Daí que este livro, como exemplo daquilo que é a literatura viva, aquela que nos obriga a contar as histórias nas quais somos os primeiros envolvidos, nelas nos vemos reflectidos e nelas queremos entrar até inomináveis consequências, mesmo quando para isso não vislumbramos razão alguma, ou havendo-a, nos seja ela, de todo em todo, desconhecida, embora nem sempre a pertinácia do conteúdo esteja acompanhada da exigência técnica que lhe subjaza, sobretudo na transcrição dos diálogos ou na escolha de termos, onde a sinonímia se faz por proximidade e não assertivamente, se evidencie nos dias de hoje, uma obra imperdível para todos os que não pautem a sua conduta pelos ditames da esquizofrenia social e o autismo personalista.

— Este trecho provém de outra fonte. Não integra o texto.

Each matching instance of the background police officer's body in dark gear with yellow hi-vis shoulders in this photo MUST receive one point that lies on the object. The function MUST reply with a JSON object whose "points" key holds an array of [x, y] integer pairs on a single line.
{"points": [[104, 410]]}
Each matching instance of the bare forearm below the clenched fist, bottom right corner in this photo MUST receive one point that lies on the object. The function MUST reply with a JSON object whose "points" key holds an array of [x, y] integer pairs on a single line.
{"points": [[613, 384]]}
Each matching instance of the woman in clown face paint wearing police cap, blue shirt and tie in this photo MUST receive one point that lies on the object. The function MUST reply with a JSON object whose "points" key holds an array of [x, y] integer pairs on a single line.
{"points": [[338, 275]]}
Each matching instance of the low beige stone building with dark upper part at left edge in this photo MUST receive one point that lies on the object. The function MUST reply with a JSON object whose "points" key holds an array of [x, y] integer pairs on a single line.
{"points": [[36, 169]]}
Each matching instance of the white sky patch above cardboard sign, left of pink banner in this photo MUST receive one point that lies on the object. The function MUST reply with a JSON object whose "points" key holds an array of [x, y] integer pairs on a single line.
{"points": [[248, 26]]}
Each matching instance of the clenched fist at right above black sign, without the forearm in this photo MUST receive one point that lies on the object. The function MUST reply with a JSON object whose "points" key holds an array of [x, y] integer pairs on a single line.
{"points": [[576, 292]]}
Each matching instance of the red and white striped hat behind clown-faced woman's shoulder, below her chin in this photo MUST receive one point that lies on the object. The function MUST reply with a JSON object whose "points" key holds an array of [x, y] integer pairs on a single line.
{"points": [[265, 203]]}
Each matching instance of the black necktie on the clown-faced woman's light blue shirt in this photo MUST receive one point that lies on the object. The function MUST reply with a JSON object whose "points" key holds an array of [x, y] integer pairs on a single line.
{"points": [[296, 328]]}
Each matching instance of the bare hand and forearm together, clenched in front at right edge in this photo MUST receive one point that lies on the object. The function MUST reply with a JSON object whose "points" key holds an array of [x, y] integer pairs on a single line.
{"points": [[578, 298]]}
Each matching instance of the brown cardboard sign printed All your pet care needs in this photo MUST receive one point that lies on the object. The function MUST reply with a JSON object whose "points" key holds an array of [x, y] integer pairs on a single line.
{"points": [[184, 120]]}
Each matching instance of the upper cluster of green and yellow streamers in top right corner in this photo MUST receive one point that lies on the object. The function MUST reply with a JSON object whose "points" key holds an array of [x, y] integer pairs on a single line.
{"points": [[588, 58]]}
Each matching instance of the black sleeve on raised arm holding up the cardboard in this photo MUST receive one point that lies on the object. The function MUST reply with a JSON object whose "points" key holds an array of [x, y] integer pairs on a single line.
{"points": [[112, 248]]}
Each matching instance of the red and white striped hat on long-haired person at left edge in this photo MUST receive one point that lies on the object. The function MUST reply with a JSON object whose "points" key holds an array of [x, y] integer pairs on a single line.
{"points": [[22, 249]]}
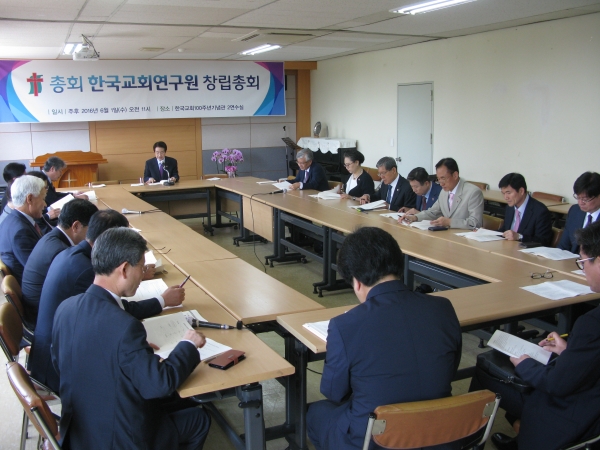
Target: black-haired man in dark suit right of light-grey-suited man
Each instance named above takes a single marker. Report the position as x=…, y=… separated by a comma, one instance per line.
x=525, y=218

Enfim, que entendam a arte, neste caso a literatura, como uma excelsa forma de informar, formar, socializar, dar prazer e entrosar cada vez mais o ser humano nas relações com outros seres humanos, com os demais seres vivos e o ambiente, com as coisas e o conhecimento, com a natureza e as ideias, com as emoções e sentimentos que nos entrelaçam com o Universo, que se quer inequivocamente equilibrado. Porque ele, este livro, contribui a cada página mais e mais, positivamente mais, para o seu equilíbrio e harmonia – e quem dá o que pode, a mais não é obrigado!